Relying on this reasoning from Jardines, the circuit court in this case found the officers’ behavior revealed a purpose to conduct a search. The court specifically found, “They were not there to [talk to] the homeowner.” Going to the front door of a home for the purpose of speaking to the homeowner is not an “intrusion” because of the implied license to do what any private citizen might do. See Rogers, 249 F.3d at 289-90 (stating “police officers do not need a warrant to do what any private citizen may legitimately do—approach a home to speak to the inhabitants”); Wright, 391 S.C. at 444, 706 S.E.2d at 328 (stating, “A policeman may lawfully go to a person’s home” and “go up to the door”). Rather, the circuit court found the officers were there “to see if they could find any [drugs],” a mission no homeowner licenses a police officer to enter their private property to undertake. See Jardines, ___ U.S. at ___, 133 S. Ct. at 1416, 185 L. Ed. 2d at 502-03. Thus, the circuit court found the officers in this case had no license to enter the grassy area, and therefore when they did so they physically intruded onto private property to conduct a search—not a knock and talk. Because no exception to the warrant requirement applied and there was no warrant, the officers violated the Fourth Amendment.

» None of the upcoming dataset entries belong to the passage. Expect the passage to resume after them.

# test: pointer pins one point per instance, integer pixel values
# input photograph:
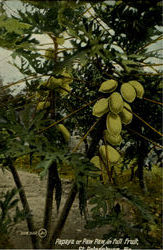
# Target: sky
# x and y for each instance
(9, 73)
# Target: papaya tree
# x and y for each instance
(91, 79)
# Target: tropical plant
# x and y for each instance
(96, 86)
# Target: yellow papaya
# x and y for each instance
(114, 140)
(126, 116)
(115, 103)
(128, 92)
(113, 124)
(138, 88)
(100, 107)
(96, 161)
(108, 86)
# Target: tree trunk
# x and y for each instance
(29, 219)
(69, 202)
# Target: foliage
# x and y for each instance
(8, 202)
(64, 83)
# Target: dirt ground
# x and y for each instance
(35, 190)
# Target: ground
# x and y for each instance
(36, 190)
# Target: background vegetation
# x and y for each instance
(108, 40)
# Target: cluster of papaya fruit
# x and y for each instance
(118, 111)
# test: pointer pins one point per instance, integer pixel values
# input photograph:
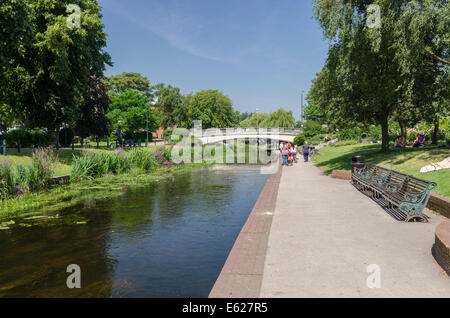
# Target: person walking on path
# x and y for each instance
(284, 154)
(306, 151)
(294, 153)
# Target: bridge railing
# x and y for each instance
(248, 130)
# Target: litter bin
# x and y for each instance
(357, 162)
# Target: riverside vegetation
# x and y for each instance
(94, 175)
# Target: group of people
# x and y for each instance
(289, 153)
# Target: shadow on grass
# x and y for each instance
(373, 154)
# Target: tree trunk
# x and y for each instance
(403, 136)
(436, 130)
(384, 133)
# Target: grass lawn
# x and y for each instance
(405, 160)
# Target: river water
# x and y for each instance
(168, 239)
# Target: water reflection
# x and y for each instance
(169, 239)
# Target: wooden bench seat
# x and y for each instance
(403, 193)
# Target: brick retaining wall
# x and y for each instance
(442, 245)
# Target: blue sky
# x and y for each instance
(260, 53)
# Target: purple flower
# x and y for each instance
(121, 152)
(6, 163)
(18, 191)
(159, 156)
(168, 164)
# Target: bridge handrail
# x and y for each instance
(241, 130)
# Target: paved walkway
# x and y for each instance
(325, 233)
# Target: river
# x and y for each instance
(168, 239)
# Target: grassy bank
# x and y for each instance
(405, 160)
(84, 192)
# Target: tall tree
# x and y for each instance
(170, 105)
(54, 64)
(375, 65)
(92, 120)
(129, 80)
(213, 108)
(130, 110)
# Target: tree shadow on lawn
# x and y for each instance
(373, 154)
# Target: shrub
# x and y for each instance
(143, 160)
(39, 135)
(43, 163)
(7, 178)
(62, 136)
(167, 152)
(374, 132)
(167, 134)
(12, 137)
(159, 155)
(313, 128)
(84, 167)
(91, 165)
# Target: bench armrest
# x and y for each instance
(414, 197)
(393, 187)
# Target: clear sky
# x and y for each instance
(260, 53)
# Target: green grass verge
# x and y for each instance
(405, 160)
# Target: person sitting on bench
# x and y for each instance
(419, 141)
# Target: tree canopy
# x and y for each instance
(129, 110)
(47, 65)
(128, 80)
(395, 70)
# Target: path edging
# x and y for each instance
(241, 275)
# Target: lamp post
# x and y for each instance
(146, 127)
(301, 113)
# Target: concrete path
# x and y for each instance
(325, 233)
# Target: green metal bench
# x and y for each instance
(403, 193)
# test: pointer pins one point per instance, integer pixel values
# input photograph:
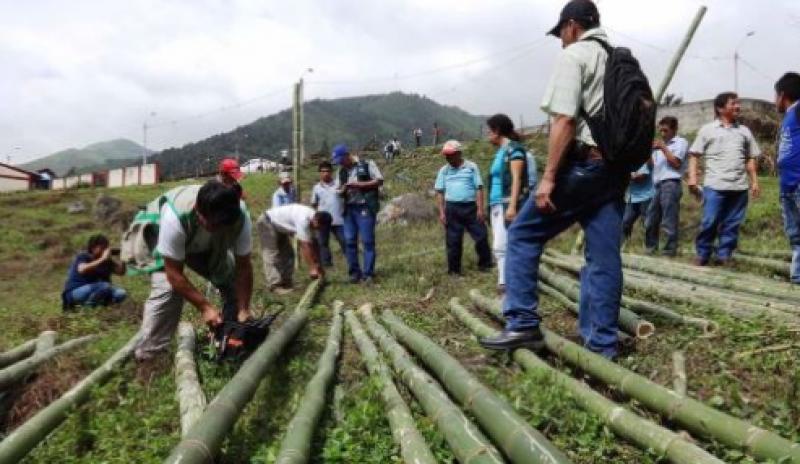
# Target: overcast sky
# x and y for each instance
(78, 72)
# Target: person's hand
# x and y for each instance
(543, 201)
(755, 190)
(511, 213)
(211, 316)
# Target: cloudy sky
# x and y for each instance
(77, 72)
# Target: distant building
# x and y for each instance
(14, 179)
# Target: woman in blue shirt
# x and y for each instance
(509, 183)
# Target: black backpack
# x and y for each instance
(625, 126)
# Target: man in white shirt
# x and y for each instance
(669, 163)
(208, 230)
(325, 197)
(276, 227)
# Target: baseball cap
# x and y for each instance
(451, 147)
(230, 167)
(339, 152)
(584, 10)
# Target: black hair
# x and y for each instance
(218, 203)
(789, 85)
(669, 121)
(722, 99)
(323, 218)
(95, 240)
(503, 126)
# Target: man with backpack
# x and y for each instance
(461, 202)
(787, 95)
(359, 182)
(584, 180)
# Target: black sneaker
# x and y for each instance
(532, 339)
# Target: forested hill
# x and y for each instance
(358, 121)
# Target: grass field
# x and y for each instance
(130, 422)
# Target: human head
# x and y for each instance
(668, 127)
(726, 106)
(787, 91)
(96, 245)
(452, 152)
(341, 155)
(229, 170)
(576, 17)
(325, 171)
(500, 127)
(217, 205)
(321, 219)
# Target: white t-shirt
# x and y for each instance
(172, 238)
(294, 219)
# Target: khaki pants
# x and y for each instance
(276, 254)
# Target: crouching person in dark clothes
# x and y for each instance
(577, 185)
(89, 279)
(459, 195)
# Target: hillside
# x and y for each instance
(95, 157)
(358, 121)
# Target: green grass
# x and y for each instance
(128, 422)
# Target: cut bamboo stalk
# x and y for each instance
(625, 423)
(520, 442)
(466, 441)
(205, 438)
(413, 448)
(296, 444)
(17, 354)
(19, 371)
(22, 440)
(679, 379)
(694, 415)
(191, 398)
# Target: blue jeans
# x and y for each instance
(664, 213)
(588, 194)
(723, 213)
(98, 293)
(790, 206)
(359, 222)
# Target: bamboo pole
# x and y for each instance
(191, 398)
(521, 443)
(22, 440)
(203, 441)
(625, 423)
(413, 448)
(18, 353)
(296, 444)
(694, 415)
(466, 441)
(19, 371)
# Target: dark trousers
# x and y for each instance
(324, 238)
(586, 193)
(461, 217)
(633, 211)
(664, 214)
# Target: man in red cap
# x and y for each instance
(230, 174)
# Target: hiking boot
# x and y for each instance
(532, 339)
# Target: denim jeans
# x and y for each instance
(359, 222)
(586, 193)
(790, 206)
(461, 217)
(664, 213)
(633, 211)
(98, 293)
(723, 213)
(324, 239)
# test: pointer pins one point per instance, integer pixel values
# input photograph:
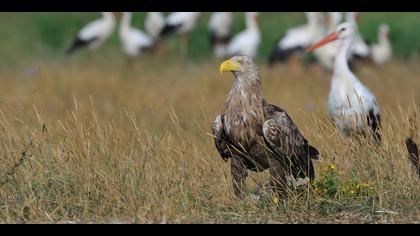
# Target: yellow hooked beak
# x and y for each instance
(229, 65)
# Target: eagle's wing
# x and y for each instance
(220, 139)
(285, 139)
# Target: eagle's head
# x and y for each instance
(241, 66)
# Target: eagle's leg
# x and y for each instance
(278, 177)
(239, 174)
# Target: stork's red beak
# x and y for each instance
(257, 19)
(358, 17)
(329, 38)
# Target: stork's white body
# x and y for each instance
(185, 20)
(132, 40)
(99, 30)
(154, 23)
(248, 41)
(349, 102)
(305, 35)
(382, 51)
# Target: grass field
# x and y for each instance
(91, 139)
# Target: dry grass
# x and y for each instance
(104, 143)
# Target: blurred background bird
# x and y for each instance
(94, 34)
(220, 27)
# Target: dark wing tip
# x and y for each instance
(413, 152)
(313, 152)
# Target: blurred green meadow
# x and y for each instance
(45, 36)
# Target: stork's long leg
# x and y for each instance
(239, 174)
(278, 176)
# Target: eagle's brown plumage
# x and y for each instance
(256, 135)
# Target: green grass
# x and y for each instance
(28, 37)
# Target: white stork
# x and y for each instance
(133, 41)
(154, 23)
(325, 55)
(94, 34)
(248, 41)
(299, 38)
(360, 49)
(382, 51)
(351, 105)
(220, 26)
(182, 23)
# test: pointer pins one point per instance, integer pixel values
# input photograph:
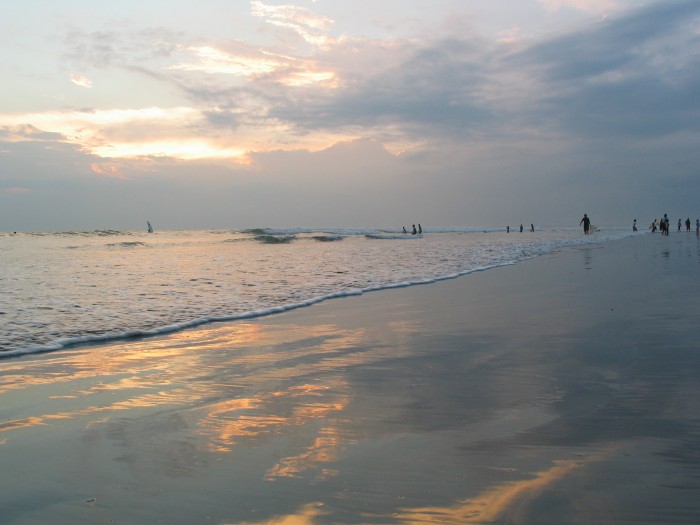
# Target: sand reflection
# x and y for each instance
(500, 503)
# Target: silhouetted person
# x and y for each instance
(586, 224)
(665, 224)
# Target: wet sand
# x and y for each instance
(563, 389)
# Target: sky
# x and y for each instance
(330, 113)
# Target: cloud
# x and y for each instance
(81, 80)
(310, 26)
(110, 170)
(591, 6)
(629, 77)
(261, 65)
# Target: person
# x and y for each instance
(586, 223)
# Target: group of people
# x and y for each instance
(663, 225)
(419, 231)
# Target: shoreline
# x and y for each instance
(556, 390)
(132, 333)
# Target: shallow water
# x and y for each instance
(60, 289)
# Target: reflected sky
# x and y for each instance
(415, 406)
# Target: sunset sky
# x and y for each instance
(337, 113)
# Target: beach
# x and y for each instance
(561, 389)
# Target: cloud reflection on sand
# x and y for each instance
(235, 385)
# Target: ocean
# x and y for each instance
(62, 289)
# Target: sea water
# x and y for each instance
(62, 289)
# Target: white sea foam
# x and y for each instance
(64, 289)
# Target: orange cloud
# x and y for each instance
(111, 170)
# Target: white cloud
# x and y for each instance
(81, 80)
(310, 26)
(589, 6)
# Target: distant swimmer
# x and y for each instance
(586, 224)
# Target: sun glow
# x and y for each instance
(185, 150)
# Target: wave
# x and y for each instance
(263, 312)
(274, 239)
(327, 238)
(393, 236)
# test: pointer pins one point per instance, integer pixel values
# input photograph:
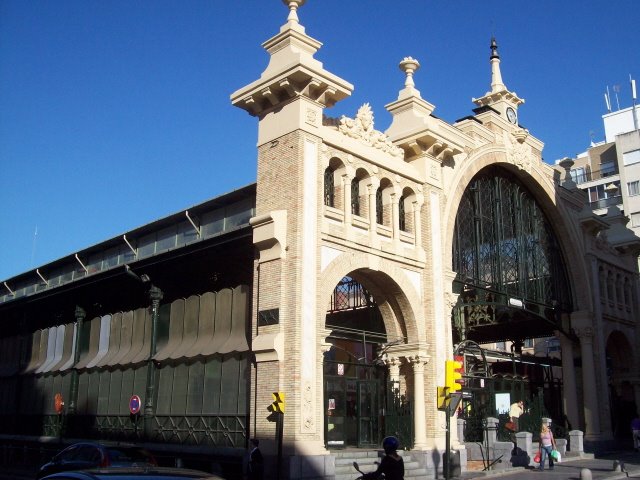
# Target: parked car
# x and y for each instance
(133, 473)
(85, 455)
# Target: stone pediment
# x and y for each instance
(361, 128)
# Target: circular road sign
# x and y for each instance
(134, 404)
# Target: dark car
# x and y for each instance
(85, 455)
(133, 473)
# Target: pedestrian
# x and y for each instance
(547, 444)
(256, 462)
(391, 465)
(635, 432)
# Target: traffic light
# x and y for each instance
(453, 376)
(278, 402)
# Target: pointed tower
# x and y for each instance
(500, 99)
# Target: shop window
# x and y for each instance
(329, 188)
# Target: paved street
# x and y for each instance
(601, 469)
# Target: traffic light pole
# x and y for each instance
(279, 430)
(447, 451)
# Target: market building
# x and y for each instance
(344, 278)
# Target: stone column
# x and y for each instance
(569, 381)
(417, 223)
(393, 363)
(419, 418)
(346, 198)
(591, 404)
(395, 214)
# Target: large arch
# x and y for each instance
(395, 292)
(543, 189)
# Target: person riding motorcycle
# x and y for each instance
(392, 465)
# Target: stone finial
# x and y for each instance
(409, 65)
(293, 7)
(494, 48)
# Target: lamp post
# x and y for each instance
(155, 295)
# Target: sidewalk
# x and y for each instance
(601, 468)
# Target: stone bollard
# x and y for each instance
(585, 474)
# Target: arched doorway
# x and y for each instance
(512, 290)
(363, 404)
(621, 397)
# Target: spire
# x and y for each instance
(499, 92)
(496, 76)
(293, 10)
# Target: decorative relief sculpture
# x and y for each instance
(519, 153)
(361, 128)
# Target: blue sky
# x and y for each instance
(114, 113)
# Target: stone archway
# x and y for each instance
(359, 369)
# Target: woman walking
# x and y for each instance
(547, 444)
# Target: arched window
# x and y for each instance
(355, 196)
(329, 189)
(379, 207)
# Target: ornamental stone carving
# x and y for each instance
(361, 128)
(519, 153)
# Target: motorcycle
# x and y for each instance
(365, 476)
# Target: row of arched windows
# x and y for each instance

As Jardines makes clear, the circuit court was correct to focus on the purpose of the officers’ actions. As we have explained, the officers’ behavior in this case demonstrates objectively the purpose of searching for drugs. We also note the officers’ subjective intent is consistent with their objective purpose. Sergeant Holbrook testified that “instead of actually approaching the house and conducting a knock and talk investigation, we just simply drove toward the backyard.” Sergeant Milks said the same thing in her affidavit, they “were investigating a suspicious complaint,” not looking for the homeowner.